Woods Andrew, Kramer Skyler T, Xu Dong, Jiang Wei
Department of Electrical Engineering and Computer Science, University of Missouri, Columbia, MO, United States.
Christopher S. Bond Life Sciences Center, University of Missouri, Columbia, MO, United States.
JMIR Bioinform Biotechnol. 2023 Jul 18;4:e44700. doi: 10.2196/44700.
While genomic variations can provide valuable information for health care and ancestry, the privacy of individual genomic data must be protected. Thus, a secure environment is desirable for a human DNA database such that the total data are queryable but not directly accessible to involved parties (eg, data hosts and hospitals) and that the query results are learned only by the user or authorized party.

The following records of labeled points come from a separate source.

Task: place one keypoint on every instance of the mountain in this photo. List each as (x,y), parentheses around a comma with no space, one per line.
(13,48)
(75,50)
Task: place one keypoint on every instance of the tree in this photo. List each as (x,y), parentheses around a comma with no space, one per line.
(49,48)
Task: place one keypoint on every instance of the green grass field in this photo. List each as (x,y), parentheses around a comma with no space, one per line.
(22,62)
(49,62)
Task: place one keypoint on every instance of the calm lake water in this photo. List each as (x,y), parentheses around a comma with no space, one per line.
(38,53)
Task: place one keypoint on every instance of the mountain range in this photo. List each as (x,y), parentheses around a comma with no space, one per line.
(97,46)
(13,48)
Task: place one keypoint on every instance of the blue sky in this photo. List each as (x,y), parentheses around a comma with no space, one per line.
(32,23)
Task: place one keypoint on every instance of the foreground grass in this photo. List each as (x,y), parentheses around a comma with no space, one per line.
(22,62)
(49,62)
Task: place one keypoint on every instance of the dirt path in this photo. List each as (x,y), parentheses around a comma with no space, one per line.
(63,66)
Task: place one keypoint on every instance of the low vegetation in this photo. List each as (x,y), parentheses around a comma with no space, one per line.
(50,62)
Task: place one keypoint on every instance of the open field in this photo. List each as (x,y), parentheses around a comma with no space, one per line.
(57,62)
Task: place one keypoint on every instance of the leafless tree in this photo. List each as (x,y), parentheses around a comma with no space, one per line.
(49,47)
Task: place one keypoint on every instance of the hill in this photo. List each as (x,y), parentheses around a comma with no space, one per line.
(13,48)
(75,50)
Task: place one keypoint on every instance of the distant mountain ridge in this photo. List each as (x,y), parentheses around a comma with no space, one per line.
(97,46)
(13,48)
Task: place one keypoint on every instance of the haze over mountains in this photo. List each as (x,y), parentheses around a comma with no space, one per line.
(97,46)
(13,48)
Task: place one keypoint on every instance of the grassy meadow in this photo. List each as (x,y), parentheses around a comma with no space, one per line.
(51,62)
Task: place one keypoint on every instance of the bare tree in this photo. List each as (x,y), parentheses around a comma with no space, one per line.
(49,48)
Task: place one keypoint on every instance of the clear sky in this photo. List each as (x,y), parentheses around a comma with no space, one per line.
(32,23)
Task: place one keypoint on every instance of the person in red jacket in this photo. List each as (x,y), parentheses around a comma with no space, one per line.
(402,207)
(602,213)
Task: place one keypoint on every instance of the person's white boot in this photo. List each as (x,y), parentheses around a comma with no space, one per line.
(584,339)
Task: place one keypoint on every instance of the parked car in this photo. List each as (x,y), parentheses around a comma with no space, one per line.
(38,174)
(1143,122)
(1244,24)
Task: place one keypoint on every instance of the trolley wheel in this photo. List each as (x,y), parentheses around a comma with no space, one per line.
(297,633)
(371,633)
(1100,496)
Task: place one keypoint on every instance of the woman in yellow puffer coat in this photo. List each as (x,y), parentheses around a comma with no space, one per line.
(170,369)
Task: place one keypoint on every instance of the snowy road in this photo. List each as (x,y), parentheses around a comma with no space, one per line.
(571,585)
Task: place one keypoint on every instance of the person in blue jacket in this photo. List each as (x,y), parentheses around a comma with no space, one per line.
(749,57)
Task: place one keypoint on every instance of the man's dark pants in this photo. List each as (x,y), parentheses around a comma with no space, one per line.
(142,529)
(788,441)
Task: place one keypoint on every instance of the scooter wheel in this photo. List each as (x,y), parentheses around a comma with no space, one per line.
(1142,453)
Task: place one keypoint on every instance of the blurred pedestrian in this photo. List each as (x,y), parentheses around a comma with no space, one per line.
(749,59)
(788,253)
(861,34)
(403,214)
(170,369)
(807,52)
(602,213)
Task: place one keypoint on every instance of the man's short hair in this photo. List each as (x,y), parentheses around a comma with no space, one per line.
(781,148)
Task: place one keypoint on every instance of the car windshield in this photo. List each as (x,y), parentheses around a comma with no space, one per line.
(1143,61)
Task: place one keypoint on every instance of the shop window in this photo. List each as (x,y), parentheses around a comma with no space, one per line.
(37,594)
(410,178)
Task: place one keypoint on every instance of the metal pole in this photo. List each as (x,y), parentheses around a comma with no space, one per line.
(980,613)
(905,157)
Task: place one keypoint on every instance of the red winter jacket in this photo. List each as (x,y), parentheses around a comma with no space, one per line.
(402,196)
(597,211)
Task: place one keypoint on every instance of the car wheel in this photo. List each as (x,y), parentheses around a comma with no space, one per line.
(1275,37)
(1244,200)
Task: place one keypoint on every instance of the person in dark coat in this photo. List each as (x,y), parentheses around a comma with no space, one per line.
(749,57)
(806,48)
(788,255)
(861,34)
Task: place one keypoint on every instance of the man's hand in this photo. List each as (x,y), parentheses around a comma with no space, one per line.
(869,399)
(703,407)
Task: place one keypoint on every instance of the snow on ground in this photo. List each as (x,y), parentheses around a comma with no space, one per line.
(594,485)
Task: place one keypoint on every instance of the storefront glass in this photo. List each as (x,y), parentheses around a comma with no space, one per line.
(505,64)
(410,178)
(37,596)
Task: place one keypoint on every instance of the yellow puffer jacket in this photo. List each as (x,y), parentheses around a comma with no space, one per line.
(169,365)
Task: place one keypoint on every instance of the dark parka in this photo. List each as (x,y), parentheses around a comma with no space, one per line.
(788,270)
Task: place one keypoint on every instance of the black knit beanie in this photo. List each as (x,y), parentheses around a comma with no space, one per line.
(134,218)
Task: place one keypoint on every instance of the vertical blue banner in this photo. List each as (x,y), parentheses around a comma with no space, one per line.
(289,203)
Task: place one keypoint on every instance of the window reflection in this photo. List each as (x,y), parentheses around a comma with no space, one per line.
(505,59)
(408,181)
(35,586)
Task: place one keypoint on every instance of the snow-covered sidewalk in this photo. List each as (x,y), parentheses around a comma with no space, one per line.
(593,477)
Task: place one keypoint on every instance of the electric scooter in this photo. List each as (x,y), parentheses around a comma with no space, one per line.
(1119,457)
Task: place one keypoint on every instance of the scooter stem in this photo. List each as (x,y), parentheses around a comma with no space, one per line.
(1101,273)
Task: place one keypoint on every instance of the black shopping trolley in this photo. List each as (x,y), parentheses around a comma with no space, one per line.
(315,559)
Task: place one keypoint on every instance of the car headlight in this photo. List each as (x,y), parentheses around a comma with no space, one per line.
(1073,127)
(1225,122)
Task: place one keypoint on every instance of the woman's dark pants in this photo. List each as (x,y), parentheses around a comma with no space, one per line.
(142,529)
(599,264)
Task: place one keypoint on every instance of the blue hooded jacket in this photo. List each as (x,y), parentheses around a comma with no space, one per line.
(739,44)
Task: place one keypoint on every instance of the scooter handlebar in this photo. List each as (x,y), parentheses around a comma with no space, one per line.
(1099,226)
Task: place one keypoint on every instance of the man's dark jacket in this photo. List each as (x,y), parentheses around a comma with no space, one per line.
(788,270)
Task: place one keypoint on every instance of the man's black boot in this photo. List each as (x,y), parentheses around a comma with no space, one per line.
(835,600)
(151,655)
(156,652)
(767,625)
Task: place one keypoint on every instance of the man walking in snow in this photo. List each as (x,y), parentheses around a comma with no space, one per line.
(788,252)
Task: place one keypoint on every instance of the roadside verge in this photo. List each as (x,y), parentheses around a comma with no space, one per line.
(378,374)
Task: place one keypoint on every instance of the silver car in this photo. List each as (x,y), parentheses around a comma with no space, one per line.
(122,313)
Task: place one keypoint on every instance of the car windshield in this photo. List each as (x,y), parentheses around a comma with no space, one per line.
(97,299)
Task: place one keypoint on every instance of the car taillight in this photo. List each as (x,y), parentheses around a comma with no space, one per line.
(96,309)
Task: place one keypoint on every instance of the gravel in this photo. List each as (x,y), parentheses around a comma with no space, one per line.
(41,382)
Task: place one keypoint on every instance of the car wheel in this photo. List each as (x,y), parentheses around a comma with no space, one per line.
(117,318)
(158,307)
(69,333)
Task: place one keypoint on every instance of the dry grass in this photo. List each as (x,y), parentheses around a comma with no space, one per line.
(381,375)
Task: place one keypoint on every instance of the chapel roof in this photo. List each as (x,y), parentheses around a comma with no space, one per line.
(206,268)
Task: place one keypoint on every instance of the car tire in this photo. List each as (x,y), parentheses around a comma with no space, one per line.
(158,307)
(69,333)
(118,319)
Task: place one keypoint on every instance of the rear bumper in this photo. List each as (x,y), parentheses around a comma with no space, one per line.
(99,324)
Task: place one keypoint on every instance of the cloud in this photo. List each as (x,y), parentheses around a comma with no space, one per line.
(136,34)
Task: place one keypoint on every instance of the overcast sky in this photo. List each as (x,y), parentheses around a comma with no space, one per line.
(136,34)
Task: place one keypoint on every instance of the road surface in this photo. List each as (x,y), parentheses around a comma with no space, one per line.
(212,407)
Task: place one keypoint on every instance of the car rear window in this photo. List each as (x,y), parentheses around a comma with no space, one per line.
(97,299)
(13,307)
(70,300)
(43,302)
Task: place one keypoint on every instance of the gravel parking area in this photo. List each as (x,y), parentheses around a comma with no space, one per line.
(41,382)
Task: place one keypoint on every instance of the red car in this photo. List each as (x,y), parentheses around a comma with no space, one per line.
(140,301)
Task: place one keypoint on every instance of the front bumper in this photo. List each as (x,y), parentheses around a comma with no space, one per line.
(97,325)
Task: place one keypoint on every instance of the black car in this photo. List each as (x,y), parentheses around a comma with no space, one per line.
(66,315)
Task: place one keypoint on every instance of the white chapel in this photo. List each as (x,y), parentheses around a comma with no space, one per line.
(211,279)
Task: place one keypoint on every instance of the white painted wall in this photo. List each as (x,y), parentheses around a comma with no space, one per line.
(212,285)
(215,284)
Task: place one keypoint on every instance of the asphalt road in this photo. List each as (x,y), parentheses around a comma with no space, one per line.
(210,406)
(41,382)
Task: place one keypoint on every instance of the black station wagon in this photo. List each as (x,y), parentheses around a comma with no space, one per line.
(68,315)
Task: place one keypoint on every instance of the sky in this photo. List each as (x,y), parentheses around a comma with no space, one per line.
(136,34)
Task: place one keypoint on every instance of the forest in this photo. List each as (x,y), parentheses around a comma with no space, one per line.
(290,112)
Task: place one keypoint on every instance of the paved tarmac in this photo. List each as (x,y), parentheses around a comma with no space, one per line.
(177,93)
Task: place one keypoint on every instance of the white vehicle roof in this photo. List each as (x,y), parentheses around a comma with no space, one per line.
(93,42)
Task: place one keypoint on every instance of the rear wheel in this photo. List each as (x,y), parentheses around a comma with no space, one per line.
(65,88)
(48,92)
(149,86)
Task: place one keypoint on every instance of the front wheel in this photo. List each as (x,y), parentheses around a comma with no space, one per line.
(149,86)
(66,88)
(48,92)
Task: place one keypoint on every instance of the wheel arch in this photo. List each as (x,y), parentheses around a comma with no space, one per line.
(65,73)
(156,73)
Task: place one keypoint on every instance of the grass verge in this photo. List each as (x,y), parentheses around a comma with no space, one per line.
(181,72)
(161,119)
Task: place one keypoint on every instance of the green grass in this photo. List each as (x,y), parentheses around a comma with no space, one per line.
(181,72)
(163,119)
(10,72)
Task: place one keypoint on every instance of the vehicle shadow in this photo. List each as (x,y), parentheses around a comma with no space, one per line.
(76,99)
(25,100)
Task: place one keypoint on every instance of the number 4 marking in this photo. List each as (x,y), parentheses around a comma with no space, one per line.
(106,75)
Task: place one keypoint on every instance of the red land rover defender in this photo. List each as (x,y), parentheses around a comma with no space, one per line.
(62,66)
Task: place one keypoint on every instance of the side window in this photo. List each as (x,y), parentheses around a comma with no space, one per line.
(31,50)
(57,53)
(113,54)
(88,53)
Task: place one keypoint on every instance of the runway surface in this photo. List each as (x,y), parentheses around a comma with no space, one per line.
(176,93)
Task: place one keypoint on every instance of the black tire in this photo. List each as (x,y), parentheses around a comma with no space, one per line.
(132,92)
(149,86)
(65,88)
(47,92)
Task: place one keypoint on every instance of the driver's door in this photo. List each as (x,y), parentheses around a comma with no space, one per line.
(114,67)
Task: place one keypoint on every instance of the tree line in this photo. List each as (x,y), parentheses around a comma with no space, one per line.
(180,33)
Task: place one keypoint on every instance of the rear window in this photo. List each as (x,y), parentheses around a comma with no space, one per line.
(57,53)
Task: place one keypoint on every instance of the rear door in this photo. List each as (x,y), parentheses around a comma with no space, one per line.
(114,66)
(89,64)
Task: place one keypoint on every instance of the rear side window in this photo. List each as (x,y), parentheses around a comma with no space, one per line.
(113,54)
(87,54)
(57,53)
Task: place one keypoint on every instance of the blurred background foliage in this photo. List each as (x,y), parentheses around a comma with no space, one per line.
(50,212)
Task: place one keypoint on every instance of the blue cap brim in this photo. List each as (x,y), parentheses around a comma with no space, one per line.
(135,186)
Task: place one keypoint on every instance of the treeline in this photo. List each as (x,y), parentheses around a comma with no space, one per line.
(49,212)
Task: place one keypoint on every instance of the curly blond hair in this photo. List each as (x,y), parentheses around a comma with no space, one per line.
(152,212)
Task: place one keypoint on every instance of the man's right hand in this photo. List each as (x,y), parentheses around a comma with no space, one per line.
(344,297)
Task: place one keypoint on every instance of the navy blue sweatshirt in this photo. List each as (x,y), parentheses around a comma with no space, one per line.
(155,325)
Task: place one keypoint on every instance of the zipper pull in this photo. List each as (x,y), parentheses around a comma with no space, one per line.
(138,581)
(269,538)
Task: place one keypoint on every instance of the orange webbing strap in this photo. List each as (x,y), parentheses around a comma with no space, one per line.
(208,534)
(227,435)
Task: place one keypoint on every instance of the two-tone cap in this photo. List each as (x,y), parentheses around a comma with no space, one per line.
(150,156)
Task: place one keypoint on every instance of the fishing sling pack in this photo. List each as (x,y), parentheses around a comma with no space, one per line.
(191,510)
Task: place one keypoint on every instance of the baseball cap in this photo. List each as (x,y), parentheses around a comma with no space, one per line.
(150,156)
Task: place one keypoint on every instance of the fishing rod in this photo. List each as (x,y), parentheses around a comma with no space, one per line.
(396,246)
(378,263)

In this study, we provide efficient and secure computations on panels of single nucleotide polymorphisms (SNPs) from genomic sequences as computed under the following set operations: union, intersection, set difference, and symmetric difference.
Using these operations, we can compute similarity metrics, such as the Jaccard similarity, which could allow querying a DNA database to find the same person and genetic relatives securely. We analyzed various security paradigms and show metrics for the protocols under several security assumptions, such as semihonest, malicious with honest majority, and malicious with a malicious majority.
We show that our methods can be used practically on realistically sized data. Specifically, we can compute the Jaccard similarity of two genomes when considering sets of SNPs, each with 400,000 SNPs, in 2.16 seconds with the assumption of a malicious adversary in an honest majority and 0.36 seconds under a semihonest model.
Our methods may help adopt trusted environments for hosting individual genomic data with end-to-end data security.
虽然基因组变异可为医疗保健和血统提供有价值的信息,但个人基因组数据的隐私必须得到保护。因此,人类DNA数据库需要一个安全的环境,使全部数据可查询,但相关方(如数据托管方和医院)无法直接访问,并且查询结果只能由用户或授权方得知。
在本研究中,我们针对基因组序列中的单核苷酸多态性(SNP)面板进行高效且安全的计算,这些计算是在并集、交集、集合差和对称差等集合操作下进行的。
通过这些操作,我们可以计算相似性度量,如杰卡德相似性,这能够在安全查询DNA数据库时找到同一个人和遗传亲属。我们分析了各种安全范式,并展示了在几种安全假设下协议的度量,如半诚实、诚实多数恶意和恶意多数恶意。
我们表明我们的方法可以实际应用于实际规模的数据。具体而言,在诚实多数恶意对手假设下,我们可以在2.16秒内计算两个包含40万个SNP的基因组集合的杰卡德相似性,在半诚实模型下为0.36秒。
我们的方法可能有助于采用可信环境来托管具有端到端数据安全性的个人基因组数据。